I know that title refers to a Scoundrel and Daniel was supposedly one, but he is a beloved scoundrel. He enjoys his scandalous reputation but could throw it off in a second. This was a cake character. On the one hand, you want the hero to be bad and on the other, heroic. But honestly, he was a true scoundrel with all the negative connotations a person should attach to a scoundrel. Daniel is determined to seduce an impoverished society girl who, if she marries, will access a nice dowry, but if he is successful will make her a whore, a prostitute, an outcast of society. A pariah. After the hero is done with her, if she cannot find a new protector, will she die diseased in the streets? These are the desires and acts of a villian, not a beloved scoundrel. Cake and eat it too.
Grace’s response to Daniel is immediately to accept his wager except she hates gambling (likes flirting, but hates gambling). She doesn’t want to be married for anything but love even though her family is impoverished and her only way out was to marry and access her dowry. So she risks the one marketable thing she has – her reputation.

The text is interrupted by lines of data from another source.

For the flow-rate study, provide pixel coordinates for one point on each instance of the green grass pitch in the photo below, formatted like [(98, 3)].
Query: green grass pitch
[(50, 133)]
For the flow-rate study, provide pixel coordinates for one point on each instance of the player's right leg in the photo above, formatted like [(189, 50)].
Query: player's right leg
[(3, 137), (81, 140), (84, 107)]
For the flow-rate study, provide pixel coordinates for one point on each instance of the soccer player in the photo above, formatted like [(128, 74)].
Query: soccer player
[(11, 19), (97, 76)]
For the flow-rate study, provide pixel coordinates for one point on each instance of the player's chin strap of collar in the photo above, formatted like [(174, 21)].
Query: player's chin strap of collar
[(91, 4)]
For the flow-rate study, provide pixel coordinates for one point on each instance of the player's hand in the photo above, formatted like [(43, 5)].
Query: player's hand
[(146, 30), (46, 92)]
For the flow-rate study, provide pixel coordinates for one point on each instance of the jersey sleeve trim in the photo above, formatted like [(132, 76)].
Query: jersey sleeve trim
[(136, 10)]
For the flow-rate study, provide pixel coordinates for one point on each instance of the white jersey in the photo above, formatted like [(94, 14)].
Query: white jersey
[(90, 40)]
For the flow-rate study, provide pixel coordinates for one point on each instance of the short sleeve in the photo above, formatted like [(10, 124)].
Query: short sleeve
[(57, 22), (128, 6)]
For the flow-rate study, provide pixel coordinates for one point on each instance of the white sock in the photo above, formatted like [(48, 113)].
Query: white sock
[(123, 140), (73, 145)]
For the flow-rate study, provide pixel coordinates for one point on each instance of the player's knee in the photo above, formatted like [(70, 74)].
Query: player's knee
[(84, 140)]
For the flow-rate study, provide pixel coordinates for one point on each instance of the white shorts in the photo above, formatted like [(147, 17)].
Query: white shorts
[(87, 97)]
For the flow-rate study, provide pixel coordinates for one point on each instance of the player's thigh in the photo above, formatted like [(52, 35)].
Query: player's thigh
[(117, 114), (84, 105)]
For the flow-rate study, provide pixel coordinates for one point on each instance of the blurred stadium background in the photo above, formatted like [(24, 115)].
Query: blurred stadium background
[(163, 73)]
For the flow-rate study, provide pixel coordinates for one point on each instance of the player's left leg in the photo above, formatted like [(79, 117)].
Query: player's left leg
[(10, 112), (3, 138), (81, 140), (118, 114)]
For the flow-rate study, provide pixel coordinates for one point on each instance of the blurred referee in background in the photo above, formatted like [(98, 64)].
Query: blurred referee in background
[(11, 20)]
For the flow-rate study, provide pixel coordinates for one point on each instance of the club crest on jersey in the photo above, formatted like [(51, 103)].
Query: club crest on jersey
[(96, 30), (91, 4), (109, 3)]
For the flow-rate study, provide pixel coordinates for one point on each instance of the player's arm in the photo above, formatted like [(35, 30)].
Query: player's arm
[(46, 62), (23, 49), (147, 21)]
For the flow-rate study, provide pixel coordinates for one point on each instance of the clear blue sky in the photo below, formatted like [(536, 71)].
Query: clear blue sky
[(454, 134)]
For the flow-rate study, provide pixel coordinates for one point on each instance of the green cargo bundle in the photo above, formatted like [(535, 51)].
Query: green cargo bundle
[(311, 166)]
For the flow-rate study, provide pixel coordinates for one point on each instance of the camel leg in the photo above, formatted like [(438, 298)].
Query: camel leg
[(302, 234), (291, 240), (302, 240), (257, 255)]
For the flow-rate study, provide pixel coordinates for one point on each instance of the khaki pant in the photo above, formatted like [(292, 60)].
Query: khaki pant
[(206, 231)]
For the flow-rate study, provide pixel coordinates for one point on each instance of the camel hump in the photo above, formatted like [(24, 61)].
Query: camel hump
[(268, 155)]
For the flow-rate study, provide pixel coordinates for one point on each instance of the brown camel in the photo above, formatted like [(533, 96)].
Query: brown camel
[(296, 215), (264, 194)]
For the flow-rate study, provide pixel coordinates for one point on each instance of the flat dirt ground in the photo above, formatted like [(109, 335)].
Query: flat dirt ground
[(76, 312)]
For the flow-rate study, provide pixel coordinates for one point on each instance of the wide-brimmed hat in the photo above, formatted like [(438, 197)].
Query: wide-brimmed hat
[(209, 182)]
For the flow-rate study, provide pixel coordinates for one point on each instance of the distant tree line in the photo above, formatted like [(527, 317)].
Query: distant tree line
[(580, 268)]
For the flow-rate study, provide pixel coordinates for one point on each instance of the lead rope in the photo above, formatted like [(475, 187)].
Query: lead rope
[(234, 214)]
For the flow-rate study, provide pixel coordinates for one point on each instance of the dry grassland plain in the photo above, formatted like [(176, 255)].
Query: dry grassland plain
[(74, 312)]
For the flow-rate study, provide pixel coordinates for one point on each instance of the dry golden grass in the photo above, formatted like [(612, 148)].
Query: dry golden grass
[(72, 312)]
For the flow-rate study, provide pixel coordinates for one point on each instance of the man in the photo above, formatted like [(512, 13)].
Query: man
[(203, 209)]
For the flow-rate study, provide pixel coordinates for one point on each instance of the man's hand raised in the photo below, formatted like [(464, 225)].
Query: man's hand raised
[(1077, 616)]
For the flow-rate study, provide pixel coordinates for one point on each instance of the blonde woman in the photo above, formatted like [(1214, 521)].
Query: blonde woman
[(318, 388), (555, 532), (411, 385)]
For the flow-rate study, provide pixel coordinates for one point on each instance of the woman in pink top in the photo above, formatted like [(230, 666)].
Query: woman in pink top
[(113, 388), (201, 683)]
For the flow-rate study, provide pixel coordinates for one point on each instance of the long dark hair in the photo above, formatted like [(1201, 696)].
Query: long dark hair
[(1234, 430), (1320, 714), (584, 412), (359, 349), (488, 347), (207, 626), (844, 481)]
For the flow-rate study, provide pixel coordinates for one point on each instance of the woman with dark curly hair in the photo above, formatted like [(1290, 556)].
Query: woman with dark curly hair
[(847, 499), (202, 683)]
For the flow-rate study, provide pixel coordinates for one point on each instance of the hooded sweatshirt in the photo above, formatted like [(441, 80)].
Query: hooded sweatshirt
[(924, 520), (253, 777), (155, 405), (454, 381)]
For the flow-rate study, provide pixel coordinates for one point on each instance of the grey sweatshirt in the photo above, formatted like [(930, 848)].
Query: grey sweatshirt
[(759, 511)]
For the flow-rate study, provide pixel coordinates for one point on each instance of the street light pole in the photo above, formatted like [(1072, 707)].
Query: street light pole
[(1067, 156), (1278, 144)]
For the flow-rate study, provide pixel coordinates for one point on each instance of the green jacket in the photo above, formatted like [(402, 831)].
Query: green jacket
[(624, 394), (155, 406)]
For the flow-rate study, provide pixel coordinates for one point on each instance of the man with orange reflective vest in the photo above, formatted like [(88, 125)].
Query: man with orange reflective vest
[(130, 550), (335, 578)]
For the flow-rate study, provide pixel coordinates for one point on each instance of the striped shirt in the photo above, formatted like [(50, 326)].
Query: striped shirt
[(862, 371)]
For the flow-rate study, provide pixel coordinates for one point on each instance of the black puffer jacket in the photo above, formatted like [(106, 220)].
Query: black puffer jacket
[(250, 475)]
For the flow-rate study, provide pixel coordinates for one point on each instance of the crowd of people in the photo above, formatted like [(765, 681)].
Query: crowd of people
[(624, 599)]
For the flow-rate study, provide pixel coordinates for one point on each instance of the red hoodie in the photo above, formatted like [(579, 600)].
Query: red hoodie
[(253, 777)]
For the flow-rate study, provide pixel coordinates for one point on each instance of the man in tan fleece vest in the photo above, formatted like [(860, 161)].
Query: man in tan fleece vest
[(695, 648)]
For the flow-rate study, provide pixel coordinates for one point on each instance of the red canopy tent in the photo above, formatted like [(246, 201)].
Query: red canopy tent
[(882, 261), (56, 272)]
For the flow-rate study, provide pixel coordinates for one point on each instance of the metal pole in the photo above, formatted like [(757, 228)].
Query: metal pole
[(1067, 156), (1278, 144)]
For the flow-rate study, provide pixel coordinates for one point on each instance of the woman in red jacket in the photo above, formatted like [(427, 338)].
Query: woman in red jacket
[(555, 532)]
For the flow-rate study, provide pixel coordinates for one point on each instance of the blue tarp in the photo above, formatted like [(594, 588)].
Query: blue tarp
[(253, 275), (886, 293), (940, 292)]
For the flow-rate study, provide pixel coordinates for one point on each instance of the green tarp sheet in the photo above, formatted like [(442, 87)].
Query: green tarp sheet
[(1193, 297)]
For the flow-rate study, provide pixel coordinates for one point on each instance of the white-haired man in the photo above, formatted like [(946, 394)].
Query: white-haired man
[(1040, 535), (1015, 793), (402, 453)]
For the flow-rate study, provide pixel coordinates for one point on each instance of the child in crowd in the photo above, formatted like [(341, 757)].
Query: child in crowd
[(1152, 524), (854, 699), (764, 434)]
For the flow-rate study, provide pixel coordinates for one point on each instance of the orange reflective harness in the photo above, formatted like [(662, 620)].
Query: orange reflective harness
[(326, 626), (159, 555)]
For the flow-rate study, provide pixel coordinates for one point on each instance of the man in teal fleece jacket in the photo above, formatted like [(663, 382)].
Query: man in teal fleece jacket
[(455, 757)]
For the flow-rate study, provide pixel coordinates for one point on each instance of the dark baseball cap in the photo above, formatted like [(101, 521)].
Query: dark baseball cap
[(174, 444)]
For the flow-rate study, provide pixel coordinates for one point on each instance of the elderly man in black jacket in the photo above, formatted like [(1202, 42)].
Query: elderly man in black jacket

She tries to play a deep game with him by bringing him into society (which never really rejected him) and thus make him redeemable. But that wasn’t the wager. The wager was to resist the seduction. So why put yourself in places where you could be seduced? Why not take yourself back to your mother and sit home for two weeks knitting a scarf? The whole setup is sloppy and reeks of implausibility.
The motivation didn’t fit the outcome. I think the story was trying to play a deeper game but the heroine wasn’t sophisticated enough to pull it off. She was a young country miss who liked to flirt too much. She wasn’t a deep thinker or a strategist so her machinations seemed clumsy rather than swift and smooth. She was no match for a debauched scoundrel.
Where is the redemptory path? There is none because the hero and heroine never contemplate that his bargain is really repulsive. Instead it is treated as some delicious treat. None of the themes worked together. The only redemptive path was given to the heroine’s brother who overcame his love for the wager because of the love of a good woman. If the heroine was going to fly in the face of convention she needed to address it and make the reader understand why ruining herself as worth it. D.